Los últimos crímenes macabros en Zaragoza: la Guardia Civil ata cabos y no descarta ajustes de cuentas

Detrás de varios de estos hechos podría esconderse uno o varios ajustes de cuentas.
Un vehículo calcinado / HOY ARAGÓN
Un vehículo calcinado / HOY ARAGÓN

La provincia de Zaragoza vive desde hace meses una inquietante sucesión de sucesos violentos que la Guardia Civil analiza con lupa. No existe, por ahora, una versión oficial que los vincule entre sí, pero los investigadores trabajan con una hipótesis que gana peso con el paso de las semanas: detrás de varios de estos hechos podría esconderse uno o varios ajustes de cuentas.

El caso más reciente es el de Beni, un vecino de Épila muy conocido en la comarca, cuyo cadáver apareció totalmente calcinado en el interior de su vehículo en un paraje de Plasencia de Jalón. El hallazgo, por su violencia y por las incógnitas que lo rodean, conmocionó a la zona. Según fuentes consultadas de la Guardia Civil por HOY ARAGÓN, los agentes manejan un amplio abanico de posibilidades, entre ellas la de una represalia relacionada con el entorno personal o económico de la víctima.

Un vehículo calcinado y pocas evidencias

La investigación se centra ahora en reconstruir las últimas horas de vida de este hombre, determinar con exactitud el lugar en el que fue atacado y si el incendio del coche buscaba borrar huellas. La autopsia y los análisis del vehículo resultan clave para despejar esas dudas.

Los dos cadáveres en el PTR: ¿tienen relación?

Este episodio se suma a otros sucesos recientes que han encendido las alarmas. Durante el pasado verano, en el vertedero del PTR Parque Tecnológico del Reciclado, a las afueras de Zaragoza, aparecieron al menos dos cuerpos en circunstancias igualmente estremecedoras. La recuperación de los restos y su identificación exigieron un trabajo minucioso, tanto de los equipos forenses como de los especialistas en Policía Judicial.

Estos dos cadáveres se encontraron en un centro de reciclaje, desatando investigaciones por supuestos homicidios y un misterio sobre el origen de los cuerpos y la posible conexión con crimen organizado o tráfico de personas.
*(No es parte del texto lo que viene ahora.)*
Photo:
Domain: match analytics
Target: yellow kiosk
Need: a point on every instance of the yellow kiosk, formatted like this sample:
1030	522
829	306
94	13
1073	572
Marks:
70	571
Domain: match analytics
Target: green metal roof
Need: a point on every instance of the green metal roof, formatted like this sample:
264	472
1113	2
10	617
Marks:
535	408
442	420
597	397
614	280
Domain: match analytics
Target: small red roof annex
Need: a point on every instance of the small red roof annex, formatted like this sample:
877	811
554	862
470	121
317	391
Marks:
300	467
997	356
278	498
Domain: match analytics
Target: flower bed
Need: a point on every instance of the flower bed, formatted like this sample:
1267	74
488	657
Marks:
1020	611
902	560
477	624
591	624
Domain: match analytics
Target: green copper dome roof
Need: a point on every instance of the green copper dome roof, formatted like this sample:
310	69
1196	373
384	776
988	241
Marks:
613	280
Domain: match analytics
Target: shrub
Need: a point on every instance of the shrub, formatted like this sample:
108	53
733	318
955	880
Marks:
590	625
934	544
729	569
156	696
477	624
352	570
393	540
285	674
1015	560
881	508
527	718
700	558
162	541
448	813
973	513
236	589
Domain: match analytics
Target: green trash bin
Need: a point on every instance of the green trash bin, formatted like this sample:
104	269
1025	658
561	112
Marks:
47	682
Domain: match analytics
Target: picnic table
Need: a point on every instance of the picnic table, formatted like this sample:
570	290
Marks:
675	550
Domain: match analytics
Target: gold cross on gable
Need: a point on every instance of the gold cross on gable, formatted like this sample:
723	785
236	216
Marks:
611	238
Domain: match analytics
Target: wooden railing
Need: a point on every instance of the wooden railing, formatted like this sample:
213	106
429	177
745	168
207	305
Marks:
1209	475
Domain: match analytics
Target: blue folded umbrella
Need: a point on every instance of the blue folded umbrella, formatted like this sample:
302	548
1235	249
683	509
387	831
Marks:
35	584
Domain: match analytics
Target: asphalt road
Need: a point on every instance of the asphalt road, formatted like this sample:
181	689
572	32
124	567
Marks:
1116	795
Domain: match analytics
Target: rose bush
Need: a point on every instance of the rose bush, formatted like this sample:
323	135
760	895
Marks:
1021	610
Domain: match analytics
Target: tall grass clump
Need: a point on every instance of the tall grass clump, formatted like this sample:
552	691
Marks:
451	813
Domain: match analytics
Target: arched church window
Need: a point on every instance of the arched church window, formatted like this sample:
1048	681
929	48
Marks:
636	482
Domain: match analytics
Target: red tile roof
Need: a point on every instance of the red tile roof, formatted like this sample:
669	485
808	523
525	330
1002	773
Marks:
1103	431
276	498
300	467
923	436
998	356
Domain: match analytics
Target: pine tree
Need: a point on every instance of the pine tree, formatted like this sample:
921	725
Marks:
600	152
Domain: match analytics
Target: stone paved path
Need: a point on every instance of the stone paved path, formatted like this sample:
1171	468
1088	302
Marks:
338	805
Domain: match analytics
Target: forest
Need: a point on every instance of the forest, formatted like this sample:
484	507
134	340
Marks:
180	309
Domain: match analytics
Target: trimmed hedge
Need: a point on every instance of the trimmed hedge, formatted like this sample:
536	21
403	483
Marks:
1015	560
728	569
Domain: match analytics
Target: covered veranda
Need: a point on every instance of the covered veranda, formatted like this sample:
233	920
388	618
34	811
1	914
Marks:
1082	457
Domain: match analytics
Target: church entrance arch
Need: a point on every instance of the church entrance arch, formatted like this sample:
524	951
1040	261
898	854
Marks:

En estos casos tampoco se ha cerrado ninguna línea de investigación. Sin embargo, las fuentes consultadas admiten que la posibilidad de que respondan a ajustes de cuentas “no está ni mucho menos descartada”, dada la forma en la que se produjeron los hechos y el escenario en el que fueron localizados los cadáveres.

La Guardia Civil mantiene un profundo hermetismo para no comprometer las pesquisas. Los agentes siguen tomando declaraciones, revisando imágenes de cámaras de seguridad, rastreando comunicaciones y cruzando información sobre los entornos de las víctimas. La Benemérita trabaja contrarreloj para arrojar luz sobre estos casos.